Legislation construed:

Legislative Assembly (Immunities, Powers and Privileges) Law (2015 Revision), s.11: The relevant terms of this section are set out at para. 9.

s.26: The relevant terms of this section are set out at para. 10.

Cayman Islands Constitution Order 2009 (S.I. 2009/1379), Schedule 2, s.28:

“In this Part—

. . .

‘public official’—

. . .

(e)unless otherwise stated, excludes private schools (whether or not in receipt of government funding, subsidy or other assistance), churches, the Legislature and the courts.”

s.82: The relevant terms of this section are set out at para. 12.

The plaintiff sought judicial review of a decision of the Speaker of the Legislative Assembly refusing permission to adduce in evidence extracts from the official Hansard record.

In 2012, the plaintiff was injured in a road traffic accident.
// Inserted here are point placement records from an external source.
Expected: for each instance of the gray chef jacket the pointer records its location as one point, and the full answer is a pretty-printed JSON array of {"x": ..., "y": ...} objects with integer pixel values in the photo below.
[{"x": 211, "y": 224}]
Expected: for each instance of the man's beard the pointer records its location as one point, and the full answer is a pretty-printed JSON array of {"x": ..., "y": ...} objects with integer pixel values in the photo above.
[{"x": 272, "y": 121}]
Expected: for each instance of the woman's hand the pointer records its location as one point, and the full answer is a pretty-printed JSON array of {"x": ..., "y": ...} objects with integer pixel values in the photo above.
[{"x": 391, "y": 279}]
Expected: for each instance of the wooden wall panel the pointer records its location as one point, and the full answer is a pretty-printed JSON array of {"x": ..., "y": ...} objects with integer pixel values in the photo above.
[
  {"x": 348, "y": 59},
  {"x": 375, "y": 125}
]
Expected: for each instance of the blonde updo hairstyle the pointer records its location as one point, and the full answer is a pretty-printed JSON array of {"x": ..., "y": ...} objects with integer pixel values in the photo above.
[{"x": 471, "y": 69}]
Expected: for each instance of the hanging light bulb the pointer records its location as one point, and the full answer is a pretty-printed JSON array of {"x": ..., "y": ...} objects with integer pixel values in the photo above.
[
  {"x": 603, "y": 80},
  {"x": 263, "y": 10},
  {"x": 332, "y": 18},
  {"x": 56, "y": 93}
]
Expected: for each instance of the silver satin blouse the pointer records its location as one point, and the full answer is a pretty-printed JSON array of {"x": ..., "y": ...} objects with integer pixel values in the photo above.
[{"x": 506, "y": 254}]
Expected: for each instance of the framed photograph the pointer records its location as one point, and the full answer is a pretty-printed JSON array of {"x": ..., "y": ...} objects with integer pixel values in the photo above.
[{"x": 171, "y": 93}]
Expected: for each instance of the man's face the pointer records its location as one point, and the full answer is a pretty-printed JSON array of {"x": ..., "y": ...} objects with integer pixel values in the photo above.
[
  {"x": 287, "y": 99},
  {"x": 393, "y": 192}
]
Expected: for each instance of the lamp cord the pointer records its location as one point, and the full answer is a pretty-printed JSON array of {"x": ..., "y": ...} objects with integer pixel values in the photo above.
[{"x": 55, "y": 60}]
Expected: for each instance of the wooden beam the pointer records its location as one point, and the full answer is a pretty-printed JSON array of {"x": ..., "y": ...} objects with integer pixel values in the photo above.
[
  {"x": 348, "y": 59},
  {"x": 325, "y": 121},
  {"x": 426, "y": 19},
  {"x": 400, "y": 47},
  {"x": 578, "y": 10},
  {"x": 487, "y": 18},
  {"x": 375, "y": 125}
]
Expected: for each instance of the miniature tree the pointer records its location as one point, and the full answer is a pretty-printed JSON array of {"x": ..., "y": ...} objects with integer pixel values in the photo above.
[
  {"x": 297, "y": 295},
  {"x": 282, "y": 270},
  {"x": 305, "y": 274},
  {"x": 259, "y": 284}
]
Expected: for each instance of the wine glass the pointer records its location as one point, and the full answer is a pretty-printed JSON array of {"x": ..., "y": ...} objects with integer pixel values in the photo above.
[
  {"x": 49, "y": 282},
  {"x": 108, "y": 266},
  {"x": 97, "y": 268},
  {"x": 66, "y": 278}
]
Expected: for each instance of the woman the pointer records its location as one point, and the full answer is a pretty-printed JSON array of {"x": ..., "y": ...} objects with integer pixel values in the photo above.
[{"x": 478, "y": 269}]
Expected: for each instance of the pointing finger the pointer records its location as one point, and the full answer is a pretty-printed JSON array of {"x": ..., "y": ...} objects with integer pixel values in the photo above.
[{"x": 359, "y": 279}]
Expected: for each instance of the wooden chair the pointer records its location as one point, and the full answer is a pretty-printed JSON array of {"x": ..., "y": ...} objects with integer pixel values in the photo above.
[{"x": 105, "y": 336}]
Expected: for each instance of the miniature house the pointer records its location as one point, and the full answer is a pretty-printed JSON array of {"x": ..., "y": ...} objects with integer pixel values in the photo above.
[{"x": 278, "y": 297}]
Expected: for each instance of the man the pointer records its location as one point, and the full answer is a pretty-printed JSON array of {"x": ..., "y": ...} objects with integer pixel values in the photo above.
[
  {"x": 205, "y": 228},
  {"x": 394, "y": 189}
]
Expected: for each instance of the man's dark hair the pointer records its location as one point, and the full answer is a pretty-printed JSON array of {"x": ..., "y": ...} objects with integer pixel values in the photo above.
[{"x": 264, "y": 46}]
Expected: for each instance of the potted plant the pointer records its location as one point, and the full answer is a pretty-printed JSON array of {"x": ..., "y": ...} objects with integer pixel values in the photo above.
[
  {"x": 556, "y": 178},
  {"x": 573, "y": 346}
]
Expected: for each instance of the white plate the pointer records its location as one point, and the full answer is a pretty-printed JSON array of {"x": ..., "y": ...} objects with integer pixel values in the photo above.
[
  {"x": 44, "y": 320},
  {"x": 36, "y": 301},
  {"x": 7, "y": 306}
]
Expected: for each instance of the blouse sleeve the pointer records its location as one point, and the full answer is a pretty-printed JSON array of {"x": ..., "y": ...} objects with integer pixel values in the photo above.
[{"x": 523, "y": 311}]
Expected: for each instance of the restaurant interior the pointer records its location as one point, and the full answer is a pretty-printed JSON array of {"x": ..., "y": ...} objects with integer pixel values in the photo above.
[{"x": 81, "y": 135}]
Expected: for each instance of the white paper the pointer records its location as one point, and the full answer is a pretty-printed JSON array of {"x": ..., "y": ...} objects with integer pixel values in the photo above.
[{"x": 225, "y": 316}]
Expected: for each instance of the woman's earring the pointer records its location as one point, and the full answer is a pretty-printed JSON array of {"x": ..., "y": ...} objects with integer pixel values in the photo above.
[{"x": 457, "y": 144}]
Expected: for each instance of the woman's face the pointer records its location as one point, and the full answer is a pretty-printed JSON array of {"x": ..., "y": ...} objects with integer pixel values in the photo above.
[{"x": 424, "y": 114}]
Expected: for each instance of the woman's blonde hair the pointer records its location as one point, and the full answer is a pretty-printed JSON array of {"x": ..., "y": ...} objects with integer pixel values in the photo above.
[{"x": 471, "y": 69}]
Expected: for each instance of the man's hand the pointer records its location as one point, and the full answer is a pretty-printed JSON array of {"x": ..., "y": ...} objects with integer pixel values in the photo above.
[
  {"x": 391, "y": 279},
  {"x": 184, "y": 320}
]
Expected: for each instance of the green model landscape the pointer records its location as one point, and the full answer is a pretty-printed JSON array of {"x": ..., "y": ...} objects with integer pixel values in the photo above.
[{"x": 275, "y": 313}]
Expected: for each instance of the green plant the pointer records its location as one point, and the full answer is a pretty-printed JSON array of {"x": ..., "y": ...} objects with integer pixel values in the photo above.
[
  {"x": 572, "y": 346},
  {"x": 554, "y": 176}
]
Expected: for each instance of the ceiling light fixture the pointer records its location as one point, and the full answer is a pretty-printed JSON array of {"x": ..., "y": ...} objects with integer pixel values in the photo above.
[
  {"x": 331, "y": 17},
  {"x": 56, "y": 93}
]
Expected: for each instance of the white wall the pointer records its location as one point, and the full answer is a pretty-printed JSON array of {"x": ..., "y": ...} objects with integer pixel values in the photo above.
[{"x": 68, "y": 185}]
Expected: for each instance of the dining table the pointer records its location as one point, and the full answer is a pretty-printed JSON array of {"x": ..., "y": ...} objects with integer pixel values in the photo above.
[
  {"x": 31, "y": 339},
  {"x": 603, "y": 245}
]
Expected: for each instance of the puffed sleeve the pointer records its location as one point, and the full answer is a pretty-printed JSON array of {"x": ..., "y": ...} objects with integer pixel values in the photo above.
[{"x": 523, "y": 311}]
The writ of summons in her cause of action was issued three years and nine months from the date of the accident, which was outside the limitation period in the Motor Vehicle Insurance (Third Party Risks) Law 1990. The circumstances were such that the plaintiff considered she had been let down by the legal system. The defendant in the cause of action raised the limitation period as a defence and argued that the court should not exercise its discretion under the Limitation Law 1991 to extend the limitation period.

The plaintiff took the view that the relevant provisions of the Motor Vehicle Insurance (Third Party Risks) Law 1990 had been repealed by the Limitation Law 1991, giving the court a discretion to consider the justice of the case. The plaintiff submitted that integral to that argument were the details in Hansard which showed that the introducer of the Limitation Law had made clear that traffic accident victims were not uniquely disadvantaged but were intended to be covered by the provisions of the new legislation.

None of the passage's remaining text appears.